Introduction
I am Nhat Pham, an aspiring computer scientist, a machine learning enthusiast, and a functional programmer. Currently, I am a Computer Science and Data Science student at the University of Maryland, College Park. Previously, I was a Data Science and Statistics student at the University of Washington, Seattle, and a Software Engineering Intern at Verta.
My main interest is building scalable distributed systems, as well as data-driven machine learning applications. You can find my CV here, my UW transcript here, and my UMD transcript here.
Below is a summary of some of my most recent works and projects.
Work Experience
Software Engineering Intern at Verta (June-November 2020)

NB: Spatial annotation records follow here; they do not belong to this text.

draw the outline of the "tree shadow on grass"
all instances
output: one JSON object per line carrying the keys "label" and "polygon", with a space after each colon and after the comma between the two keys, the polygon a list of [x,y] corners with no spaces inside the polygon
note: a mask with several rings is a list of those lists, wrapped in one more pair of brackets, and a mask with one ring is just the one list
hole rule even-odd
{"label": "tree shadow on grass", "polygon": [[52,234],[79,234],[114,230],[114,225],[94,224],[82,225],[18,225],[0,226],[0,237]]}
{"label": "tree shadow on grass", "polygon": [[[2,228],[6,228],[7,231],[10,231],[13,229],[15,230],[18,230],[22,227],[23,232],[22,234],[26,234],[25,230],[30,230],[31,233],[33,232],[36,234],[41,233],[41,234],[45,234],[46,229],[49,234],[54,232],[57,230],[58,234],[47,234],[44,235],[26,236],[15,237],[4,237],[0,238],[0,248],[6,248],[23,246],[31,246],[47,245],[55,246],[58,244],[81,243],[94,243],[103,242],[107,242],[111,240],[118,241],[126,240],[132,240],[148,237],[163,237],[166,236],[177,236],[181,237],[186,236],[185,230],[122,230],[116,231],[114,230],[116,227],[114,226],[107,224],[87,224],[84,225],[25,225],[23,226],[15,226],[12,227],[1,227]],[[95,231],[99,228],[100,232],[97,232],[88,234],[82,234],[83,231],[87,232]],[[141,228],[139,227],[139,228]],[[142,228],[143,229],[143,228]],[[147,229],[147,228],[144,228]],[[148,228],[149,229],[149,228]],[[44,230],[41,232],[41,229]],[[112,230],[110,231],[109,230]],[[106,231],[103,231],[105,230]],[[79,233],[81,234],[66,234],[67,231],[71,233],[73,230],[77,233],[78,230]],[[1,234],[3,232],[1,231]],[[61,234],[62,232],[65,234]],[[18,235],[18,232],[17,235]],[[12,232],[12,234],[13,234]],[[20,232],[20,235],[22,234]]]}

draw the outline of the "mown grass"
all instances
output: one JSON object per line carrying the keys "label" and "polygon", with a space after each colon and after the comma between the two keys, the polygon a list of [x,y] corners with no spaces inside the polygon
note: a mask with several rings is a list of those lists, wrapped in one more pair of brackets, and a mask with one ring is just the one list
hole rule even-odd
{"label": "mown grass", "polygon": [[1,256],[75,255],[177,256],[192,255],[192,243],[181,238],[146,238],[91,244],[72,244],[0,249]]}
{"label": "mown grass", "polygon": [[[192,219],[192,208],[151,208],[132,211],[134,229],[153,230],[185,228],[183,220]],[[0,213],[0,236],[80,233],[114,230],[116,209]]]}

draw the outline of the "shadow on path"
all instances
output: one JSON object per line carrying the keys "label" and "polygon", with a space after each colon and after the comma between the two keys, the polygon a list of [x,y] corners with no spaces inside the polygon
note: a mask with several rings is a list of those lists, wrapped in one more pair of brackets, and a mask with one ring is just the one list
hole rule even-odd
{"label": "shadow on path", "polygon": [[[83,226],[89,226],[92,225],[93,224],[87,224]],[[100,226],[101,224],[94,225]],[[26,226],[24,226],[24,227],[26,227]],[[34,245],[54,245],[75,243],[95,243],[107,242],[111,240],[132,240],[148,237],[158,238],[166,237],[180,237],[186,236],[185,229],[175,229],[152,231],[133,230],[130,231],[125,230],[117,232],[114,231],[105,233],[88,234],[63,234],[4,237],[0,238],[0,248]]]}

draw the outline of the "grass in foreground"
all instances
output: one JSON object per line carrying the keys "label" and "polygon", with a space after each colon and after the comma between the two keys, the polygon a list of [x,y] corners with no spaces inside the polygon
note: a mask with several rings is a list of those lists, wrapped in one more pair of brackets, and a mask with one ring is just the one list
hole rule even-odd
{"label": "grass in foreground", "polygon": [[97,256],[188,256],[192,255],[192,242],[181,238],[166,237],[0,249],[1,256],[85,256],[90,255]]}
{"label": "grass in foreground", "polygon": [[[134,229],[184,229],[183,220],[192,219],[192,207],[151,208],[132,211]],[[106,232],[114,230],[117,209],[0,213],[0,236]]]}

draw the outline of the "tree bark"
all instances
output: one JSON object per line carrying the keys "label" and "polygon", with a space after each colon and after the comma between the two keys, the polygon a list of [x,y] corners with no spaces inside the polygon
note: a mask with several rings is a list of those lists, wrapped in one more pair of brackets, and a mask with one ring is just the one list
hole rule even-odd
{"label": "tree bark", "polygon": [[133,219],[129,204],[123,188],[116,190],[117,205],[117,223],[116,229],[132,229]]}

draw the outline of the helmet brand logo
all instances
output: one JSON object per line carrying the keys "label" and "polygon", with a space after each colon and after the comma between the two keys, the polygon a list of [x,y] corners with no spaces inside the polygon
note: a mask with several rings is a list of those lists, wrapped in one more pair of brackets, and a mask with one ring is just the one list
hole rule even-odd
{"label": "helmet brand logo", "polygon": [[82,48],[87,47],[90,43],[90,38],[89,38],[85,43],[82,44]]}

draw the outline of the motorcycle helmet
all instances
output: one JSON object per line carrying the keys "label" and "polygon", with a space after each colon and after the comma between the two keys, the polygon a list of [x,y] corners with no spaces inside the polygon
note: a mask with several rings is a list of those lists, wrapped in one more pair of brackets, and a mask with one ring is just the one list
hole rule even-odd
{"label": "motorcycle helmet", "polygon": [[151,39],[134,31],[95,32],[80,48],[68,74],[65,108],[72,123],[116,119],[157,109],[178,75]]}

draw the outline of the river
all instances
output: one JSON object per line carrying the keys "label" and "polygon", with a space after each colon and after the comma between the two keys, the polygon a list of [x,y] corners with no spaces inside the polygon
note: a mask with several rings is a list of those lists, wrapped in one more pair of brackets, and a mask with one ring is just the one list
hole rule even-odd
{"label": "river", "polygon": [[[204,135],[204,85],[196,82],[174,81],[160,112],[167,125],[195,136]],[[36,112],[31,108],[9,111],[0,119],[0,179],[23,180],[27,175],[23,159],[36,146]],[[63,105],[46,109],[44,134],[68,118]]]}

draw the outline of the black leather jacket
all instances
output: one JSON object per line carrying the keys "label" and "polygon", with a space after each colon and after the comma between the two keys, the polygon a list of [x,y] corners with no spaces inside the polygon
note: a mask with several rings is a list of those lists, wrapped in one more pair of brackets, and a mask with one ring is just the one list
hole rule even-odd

At Verta, I was fortunate enough to have worked on many parts of the company’s tech stack:
- I implemented the dataset versioning interface for Verta’s Scala client, inspired by GitHub’s design, with immutable datatypes (Repository, Commit) and operations (update, revert, merge).
- I worked on the new machine learning model registry and deployment interface for Verta’s Python client, wrote a command-line tool that helps user to automate their deployment workflow, and maintained the deployment backend, written in Golang and MySQL. I also wrote end-to-end deployment tests to prevent regression.
- I set up the Jenkins test pipeline for the Scala client, and configured a Kubernetes pods for the pipeline to run on.
Awards and Competitions
AIVIVN Sentiment Analysis Competition
My team won a Vietnamese sentiment analysis competition, using an ensemble of 1D Convolutional Neural Network, Hierarchical Recurrent Neural Network, and Self-Attention Recurrent Neural Network.
Our solution (in Vietnamese) can be found here.
GitHub Repository: AIVIVN_1
Emotion Recognition Competition
My team placed 8th in the public round of an emotion recognition based on audio, using a convolutional neural network on top of MFCC representation.
GitHub Repository: erc
Personal Projects:
Machine Learning:
Neural Network Toolbox
Whenever I did a deep learning project, I always had to re-implement everything from scratch, from the neural network components to the training procedure. At first, this was helpful because it required me to really understand deep learning concepts and procedures. However, these chores quickly became annoyingly repetitive. So I developed this small framework, which allows me to focus on the high-level design and prototype of models and ideas, without having to re-invent the building blocks every time.
GitHub Repository: nn-toolbox
Arbitrary Style Transfer
I implement a neural network that can transfer the style of an arbitrary drawing to another arbitrary photo.
GitHub Repository: torch-styletransfer
Denoising “Dirty” Documents
This project is based on a Kaggle competition. We apply a Convolutional Neural Network to “clean up” images of documents affected by noises (e.g coffee stains).
GitHub Repository: DenoisingDirtyDocuments
Detecting Insults in Social Commentary
This project is based on a Kaggle competition. I implemented a Recurrent Neural Network using Keras to detect whether a comment is an insult.
GitHub Repository: DetectingInsults
Web Programming and Visualization:
PumpItUp Visualization
Based on the data of a DrivenData competition, I have created a simple interactive map visualization of wells (functional and otherwise) in Tanzania, using the shiny and leaflet packages in R. You can see it here.
Other Work:
fp-course
GitHub Repository: fp-course
My solution to the exercises of fp-course, an introductory course on functional programming concepts in Haskell.
lets-lens
GitHub Repository: lets-lens
My solution to the exercises of lets-lens, a course on optics (functional data accessors and modifiers) in Haskell.
zippers-course
GitHub Repository: zippers-course
My solution to the exercises of zippers-course, a course on zippers (functional data structure traversal and modification) in Haskell.
Data Structures and Algorithms Practice:
GitHub Repository: AlgorithmPractice
This is where I store my data structures and algorithms practice, most of which are solutions to LeetCode problems. Main languages are Java, Python, and C++.
Database Practice:
GitHub Repository: DatabasePractice
This is where I store my database SQL queries practice.